He took off his spectacles, so that she saw his eyes. Great kindliness dawned in them, a warm, understanding, tender gravity that had once before reminded her of somebody she trusted. He leaned toward her.
"I, too, am hiding away from those I love.—Must I tell you why, my daughter?"
She stared at him, her gaze widening. Suddenly she knew him, and with a little cry, her arms went about his neck.
CHAPTER XLVIII
It was some time before her mother began to do much credit to Jemima's reputation as a nurse. The nature of her illness, if illness it could be called, was baffling. She had neither pain nor temperature, her pulse was steady, though not strong, she ate and even slept as she was bidden, with a docility that was one of the most alarming symptoms of all in the Madam, hitherto impatient as a healthy man of restraint and control. She was content, to lie day after day in her room, she who had perhaps not spent more than a few weeks in bed during the whole course of her previous life, and then only when her children were born.

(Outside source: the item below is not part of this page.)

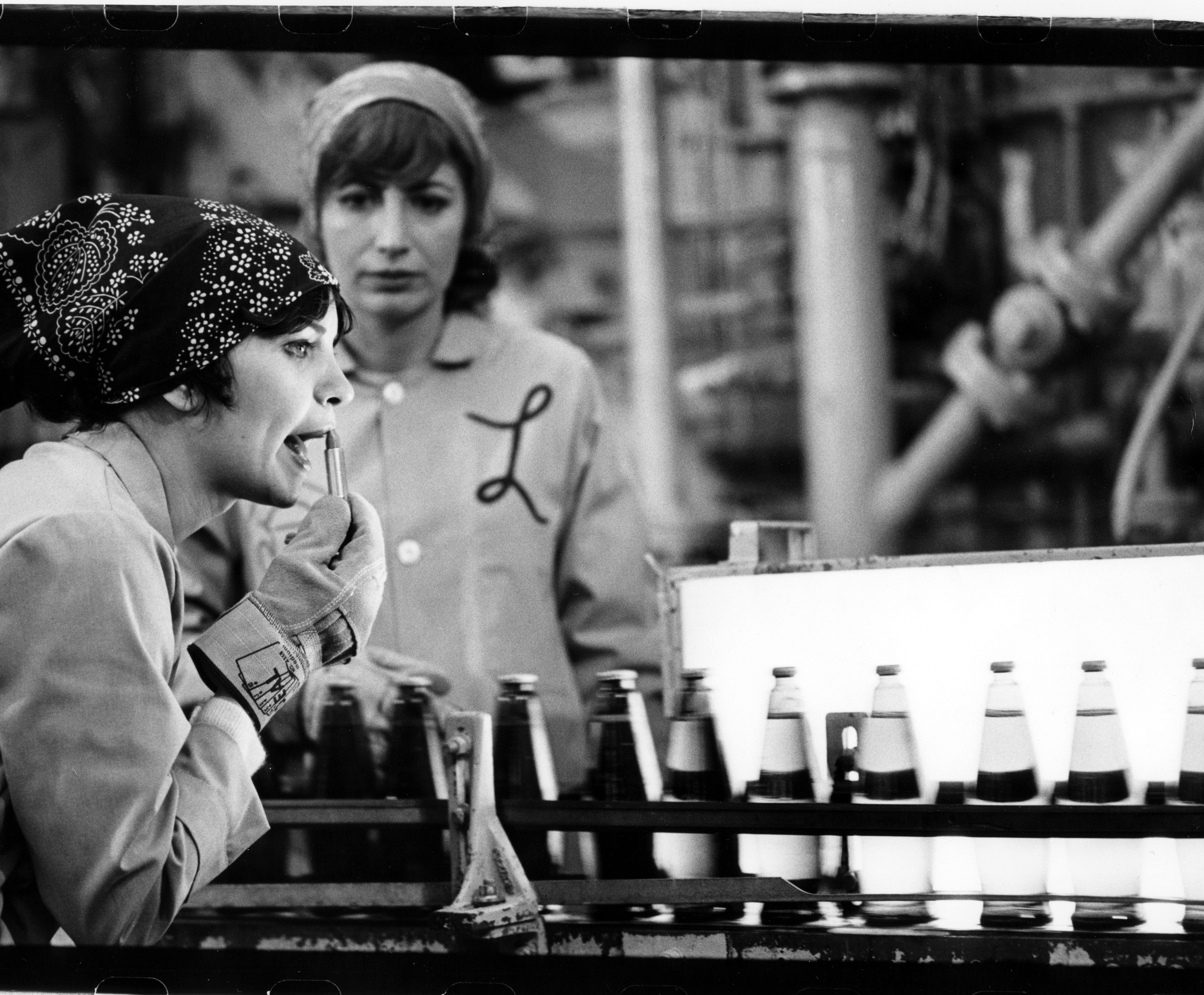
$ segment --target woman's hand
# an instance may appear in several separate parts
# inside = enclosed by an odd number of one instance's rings
[[[384,595],[380,518],[364,498],[325,495],[272,560],[259,588],[189,647],[216,691],[261,729],[326,664],[367,644]]]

"I can't understand it," wrote young Mrs. Thorpe to her husband—a humiliating confession for Jemima. "She listens to me, and talks a little, seems rather glad that I am with her. But if I were not, I think it would not matter. She takes no interest in anything, seems hardly aware of anything, though she always makes the right answer when one speaks to her. Otherwise I might think.... Even Philip's letters leave her unmoved. She never opens them; simply hands them to me and says listlessly, 'See if he has found her.' And when I answer no, she does not seem to care particularly.... Sometimes I feel as if it weren't mother here beside me at all, as if she had gone away, and left just her body and her voice and her smile—and I wish she had taken the smile with her. It's hard to bear!... She was a little like this after Dr. Benoix disappeared, but not so bad.—Oh, James, you don't think, do you, that there can really be such a thing as a broken heart?"
The Professor comforted his wife with sensible and practical advice; but he was as uneasy as herself. Psychologist that he was, he know that the strongest natures cannot bend and bend indefinitely, without in time reaching the breaking-point.
It was at his suggestion that a famous nerve-specialist was sent for from a distant city, much to the relief of honest and futile Dr. Jones.
The eminent gentleman made himself extremely comfortable at Storm, enjoyed the scenery and the Southern cooking, and occasionally conversed upon topics of the day with Mrs. Kildare, who exerted herself according to her traditions to put her guest at ease, even to the extent of sitting up in bed and allowing Jemima to dress her hair in the latest fashion.